2. Moment of Inertia of a single sphere about its own diameter: For a solid sphere, the moment of inertia about an axis passing through its center (diameter) is given by: $I_{cm} = \frac{2}{5}mr^2$

3. Distance of the center of mass of each sphere from the axis of rotation: The axis passes through the midpoint of the rod.
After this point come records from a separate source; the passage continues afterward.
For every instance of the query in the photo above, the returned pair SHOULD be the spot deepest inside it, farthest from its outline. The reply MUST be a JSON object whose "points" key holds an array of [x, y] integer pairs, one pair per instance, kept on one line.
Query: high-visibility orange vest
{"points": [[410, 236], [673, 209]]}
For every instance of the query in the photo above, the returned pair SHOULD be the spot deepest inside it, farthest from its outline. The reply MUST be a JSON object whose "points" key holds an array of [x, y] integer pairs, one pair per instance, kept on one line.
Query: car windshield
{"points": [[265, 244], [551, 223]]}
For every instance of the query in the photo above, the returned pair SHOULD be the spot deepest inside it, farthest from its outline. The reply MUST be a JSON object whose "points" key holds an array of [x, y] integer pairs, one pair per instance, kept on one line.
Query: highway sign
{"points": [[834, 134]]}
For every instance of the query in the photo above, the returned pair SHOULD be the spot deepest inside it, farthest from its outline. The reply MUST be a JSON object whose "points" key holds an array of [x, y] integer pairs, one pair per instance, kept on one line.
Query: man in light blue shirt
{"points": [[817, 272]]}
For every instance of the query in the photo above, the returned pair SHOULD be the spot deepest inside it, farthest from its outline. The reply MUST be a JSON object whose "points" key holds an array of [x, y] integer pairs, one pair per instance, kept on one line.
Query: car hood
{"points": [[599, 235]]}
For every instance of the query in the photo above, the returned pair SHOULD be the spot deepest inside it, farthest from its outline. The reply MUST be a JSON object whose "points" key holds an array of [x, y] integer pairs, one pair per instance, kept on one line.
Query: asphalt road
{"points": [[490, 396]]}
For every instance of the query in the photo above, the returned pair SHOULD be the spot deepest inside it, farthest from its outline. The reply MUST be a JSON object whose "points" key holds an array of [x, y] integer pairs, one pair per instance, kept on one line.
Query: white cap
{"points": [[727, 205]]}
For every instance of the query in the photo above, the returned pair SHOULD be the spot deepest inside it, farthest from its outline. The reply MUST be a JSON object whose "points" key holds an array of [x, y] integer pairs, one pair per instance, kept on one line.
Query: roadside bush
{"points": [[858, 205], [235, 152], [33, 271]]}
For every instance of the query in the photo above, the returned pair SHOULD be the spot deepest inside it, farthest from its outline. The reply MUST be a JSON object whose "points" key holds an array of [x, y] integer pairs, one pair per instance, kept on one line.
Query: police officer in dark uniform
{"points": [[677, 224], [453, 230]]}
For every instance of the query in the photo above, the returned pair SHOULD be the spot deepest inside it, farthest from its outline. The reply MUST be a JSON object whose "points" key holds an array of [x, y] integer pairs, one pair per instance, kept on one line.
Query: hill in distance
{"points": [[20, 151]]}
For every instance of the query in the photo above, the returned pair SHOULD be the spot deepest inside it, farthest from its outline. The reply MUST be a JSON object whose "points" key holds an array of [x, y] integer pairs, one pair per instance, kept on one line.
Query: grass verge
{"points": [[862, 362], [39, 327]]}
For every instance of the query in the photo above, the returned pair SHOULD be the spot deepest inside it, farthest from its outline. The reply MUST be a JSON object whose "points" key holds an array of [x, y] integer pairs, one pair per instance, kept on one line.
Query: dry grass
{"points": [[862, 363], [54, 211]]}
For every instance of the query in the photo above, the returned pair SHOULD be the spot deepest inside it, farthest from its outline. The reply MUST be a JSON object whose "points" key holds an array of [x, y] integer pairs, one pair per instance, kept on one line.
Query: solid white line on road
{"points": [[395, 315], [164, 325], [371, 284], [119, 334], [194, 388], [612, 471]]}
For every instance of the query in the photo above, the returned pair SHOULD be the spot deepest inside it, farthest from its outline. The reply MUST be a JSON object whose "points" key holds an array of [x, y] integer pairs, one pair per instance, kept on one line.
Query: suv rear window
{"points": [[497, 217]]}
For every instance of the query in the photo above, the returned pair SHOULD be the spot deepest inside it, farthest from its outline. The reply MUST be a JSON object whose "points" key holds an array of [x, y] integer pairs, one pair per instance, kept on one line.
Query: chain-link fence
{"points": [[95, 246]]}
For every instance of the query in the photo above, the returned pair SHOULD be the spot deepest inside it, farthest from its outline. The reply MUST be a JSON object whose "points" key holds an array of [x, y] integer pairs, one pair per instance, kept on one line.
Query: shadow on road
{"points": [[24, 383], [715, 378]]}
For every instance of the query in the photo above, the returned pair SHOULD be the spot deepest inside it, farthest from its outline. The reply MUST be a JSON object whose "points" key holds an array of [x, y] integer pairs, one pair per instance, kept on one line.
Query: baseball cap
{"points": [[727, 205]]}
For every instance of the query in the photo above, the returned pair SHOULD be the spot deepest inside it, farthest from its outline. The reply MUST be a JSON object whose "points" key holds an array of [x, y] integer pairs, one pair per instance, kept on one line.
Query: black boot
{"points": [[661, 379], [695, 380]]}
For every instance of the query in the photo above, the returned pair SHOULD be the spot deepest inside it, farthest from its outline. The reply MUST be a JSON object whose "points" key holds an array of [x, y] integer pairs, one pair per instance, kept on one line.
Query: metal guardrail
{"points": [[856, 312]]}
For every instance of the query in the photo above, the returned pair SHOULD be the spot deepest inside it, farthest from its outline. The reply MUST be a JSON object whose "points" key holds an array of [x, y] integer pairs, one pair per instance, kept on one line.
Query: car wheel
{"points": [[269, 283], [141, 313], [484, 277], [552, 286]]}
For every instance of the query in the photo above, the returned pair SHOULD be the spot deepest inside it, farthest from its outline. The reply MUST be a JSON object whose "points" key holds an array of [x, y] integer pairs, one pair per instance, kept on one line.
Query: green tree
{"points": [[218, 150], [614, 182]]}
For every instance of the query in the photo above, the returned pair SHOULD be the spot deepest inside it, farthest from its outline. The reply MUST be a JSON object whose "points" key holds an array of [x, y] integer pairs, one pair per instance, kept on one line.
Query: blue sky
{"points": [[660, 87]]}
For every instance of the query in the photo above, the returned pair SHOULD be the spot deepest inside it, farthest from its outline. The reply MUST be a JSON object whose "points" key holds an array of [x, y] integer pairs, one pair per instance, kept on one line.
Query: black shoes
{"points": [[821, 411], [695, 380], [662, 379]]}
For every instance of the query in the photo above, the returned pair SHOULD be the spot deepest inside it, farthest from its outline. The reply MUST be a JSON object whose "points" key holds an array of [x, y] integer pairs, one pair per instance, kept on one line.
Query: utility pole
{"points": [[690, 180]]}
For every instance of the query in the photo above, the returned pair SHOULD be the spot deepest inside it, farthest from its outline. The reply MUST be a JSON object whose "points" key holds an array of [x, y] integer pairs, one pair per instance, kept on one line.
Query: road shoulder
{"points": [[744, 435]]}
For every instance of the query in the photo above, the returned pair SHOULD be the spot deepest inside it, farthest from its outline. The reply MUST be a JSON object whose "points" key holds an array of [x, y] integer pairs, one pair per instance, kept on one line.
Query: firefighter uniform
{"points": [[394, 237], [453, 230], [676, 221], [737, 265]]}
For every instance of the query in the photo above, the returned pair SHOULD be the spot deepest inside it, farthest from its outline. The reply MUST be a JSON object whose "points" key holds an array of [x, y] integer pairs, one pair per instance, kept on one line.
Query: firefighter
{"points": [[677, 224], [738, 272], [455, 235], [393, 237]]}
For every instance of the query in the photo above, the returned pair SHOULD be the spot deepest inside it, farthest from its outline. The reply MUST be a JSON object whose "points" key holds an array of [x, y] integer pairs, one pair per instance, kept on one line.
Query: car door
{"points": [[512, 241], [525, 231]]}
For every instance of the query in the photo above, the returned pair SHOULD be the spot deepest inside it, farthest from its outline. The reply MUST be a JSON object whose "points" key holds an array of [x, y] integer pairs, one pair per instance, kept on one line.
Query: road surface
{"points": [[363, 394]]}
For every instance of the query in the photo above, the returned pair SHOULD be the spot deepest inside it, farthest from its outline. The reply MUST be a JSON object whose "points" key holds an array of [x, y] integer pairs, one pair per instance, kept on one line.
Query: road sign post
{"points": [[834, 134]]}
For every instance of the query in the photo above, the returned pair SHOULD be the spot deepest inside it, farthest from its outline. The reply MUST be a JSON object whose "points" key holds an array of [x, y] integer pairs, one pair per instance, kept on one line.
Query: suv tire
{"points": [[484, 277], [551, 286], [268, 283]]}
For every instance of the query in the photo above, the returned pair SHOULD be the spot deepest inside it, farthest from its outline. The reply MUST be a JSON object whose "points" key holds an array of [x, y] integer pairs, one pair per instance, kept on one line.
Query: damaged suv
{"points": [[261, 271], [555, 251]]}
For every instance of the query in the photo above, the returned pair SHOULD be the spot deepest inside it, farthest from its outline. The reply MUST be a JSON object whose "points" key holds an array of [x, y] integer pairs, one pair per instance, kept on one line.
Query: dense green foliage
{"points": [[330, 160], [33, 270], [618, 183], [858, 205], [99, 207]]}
Since the total separation between the centers of the spheres is $L$, the distance of the center of each sphere from the axis of rotation is: $d = \frac{L}{2} = \frac{50.0 \text{ cm}}{2} = 25.0 \text{ cm} = 0.25$ m

4. Moment of Inertia of one sphere about the given axis (using Parallel Axis Theorem): According to the parallel axis theorem, the moment of inertia of a sphere about an axis parallel to its diameter and at a distance $d$ from its center is: $I_{sphere} = I_{cm} + md^2$ Substitute the values: $I_{sphere} = \frac{2}{5}mr^2 + md^2$ $I_{sphere} = \frac{2}{5}(1.20 \text{ kg})(0.10 \text{ m})^2 + (1.20 \text{ kg})(0.25 \text{ m})^2$ $I_{sphere} = \frac{2}{5}(1.20)(0.01) + (1.20)(0.0625)$ $I_{sphere} = 0.4 \times 1.20 \times 0.01 + 1.20 \times 0.0625$ $I_{sphere} = 0.0048 + 0.075$ $I_{sphere} = 0.0798 \text{ kg-m}^2$

5. Total Moment of Inertia of the system: Since there are two identical spheres and the system is symmetric about the axis, the total moment of inertia of the system is twice the moment of inertia of one sphere: $I_{total} = 2 \times I_{sphere}$ $I_{total} = 2 \times 0.0798 \text{ kg-m}^2$ $I_{total} = 0.1596 \text{ kg-m}^2$

Rounding to three significant figures, $I_{total} \approx 0.160 \text{ kg-m}^2$.

The final answer is 0.160 kg-m².

Explanation of the solution: The moment of inertia of the system is the sum of the moments of inertia of the two spheres. For each sphere, the moment of inertia about the given axis is calculated using the parallel axis theorem: $I_{sphere} = I_{cm} + md^2$, where $I_{cm} = \frac{2}{5}mr^2$ is the moment of inertia about its own center (diameter), $m$ is the mass, and $d$ is the distance from the sphere's center to the axis of rotation ($d = L/2$). $I_{total} = 2 \times \left( \frac{2}{5}mr^2 + m\left(\frac{L}{2}\right)^2 \right)$ Substitute $m=1.20$ kg, $r=0.10$ m, $L=0.50$ m: $I_{total} = 2 \times \left( \frac{2}{5}(1.20)(0.10)^2 + (1.20)(0.25)^2 \right)$ $I_{total} = 2 \times \left( 0.0048 + 0.075 \right) = 2 \times 0.0798 = 0.1596 \approx 0.160 \text{ kg-m}^2$.